I will go after the batch size bug too, but I am going to try to land this small patch since it guards decisively against the problem.

Comment on attachment 9050992 [details]
Bug 1535194 - Always check error return from BufferOffset::diffB. r?luke

Security Approval Request

  • How easily could an exploit be constructed based on the patch?: It takes a leap of imagination to go from the patch to the problem. And then the problem is going to be hard to exploit because it's hard to control the layout of the machine code; the machine code pool is somewhat chaotic and compilation is parallel on multicore (== all) systems. Any reliable exploit will probably be system-class dependent at best (eg number and speed of CPUs and concurrent workload).
  • Do comments in the patch, the check-in comment, or tests included in the patch paint a bulls-eye on the security problem?: No
  • Which older supported branches are affected by this flaw?: ESR 60
  • If not all supported branches, which bug introduced the flaw?: None
  • Do you have backports for the affected branches?: The patch applies directly to ESR60
  • If not, how different, hard to create, and risky will they be?:
  • How likely is this patch to cause regressions; how much testing does it need?: It is completely unlikely to cause regressions and should need no further testing.
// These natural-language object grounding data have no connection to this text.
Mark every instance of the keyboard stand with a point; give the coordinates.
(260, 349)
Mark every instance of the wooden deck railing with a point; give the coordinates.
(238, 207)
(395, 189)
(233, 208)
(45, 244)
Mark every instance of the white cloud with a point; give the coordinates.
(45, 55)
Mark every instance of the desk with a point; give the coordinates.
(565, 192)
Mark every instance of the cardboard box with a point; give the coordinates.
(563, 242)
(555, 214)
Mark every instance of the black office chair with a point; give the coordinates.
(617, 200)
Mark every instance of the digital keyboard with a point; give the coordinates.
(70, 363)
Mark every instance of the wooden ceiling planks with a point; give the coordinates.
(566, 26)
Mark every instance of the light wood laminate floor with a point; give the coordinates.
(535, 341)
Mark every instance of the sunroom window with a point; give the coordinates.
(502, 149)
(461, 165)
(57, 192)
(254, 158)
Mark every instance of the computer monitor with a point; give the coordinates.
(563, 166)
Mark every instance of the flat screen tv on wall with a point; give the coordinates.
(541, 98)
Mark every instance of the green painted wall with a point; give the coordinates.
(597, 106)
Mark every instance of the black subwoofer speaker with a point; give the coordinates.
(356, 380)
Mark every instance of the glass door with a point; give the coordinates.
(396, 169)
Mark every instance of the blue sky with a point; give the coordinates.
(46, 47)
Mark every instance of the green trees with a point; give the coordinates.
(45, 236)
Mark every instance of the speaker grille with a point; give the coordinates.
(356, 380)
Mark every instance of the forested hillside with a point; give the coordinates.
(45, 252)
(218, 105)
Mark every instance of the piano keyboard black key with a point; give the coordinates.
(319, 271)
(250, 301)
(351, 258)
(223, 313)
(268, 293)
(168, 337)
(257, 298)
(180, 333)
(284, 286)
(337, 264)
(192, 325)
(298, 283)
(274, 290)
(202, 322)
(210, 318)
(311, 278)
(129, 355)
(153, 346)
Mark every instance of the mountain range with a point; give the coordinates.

Should also uplift to beta but not critical to do anything about release at this point since we're close to merge day, IMO.

Attachment #9050992 - Flags: sec-approval?

Comment on attachment 9050992 [details]
Bug 1535194 - Always check error return from BufferOffset::diffB. r?luke

This will still make it to Beta67 without any extra effort if it lands on m-c today. Please just go ahead and land it. Bonus points for including a test :)

Flags: needinfo?(lhansen)
Attachment #9050992 - Flags: sec-approval?

Comment on attachment 9050992 [details]
Bug 1535194 - Always check error return from BufferOffset::diffB. r?luke

Oh sorry, I misread the deps of this bug and thought this was 67-only. Nevermind me then about not needing sec-approval and including tests!

Flags: needinfo?(lhansen)
Attachment #9050992 - Flags: sec-approval?
Blocks: 1536036
Blocks: 1536039

(In reply to Luke Wagner [:luke] from comment #8)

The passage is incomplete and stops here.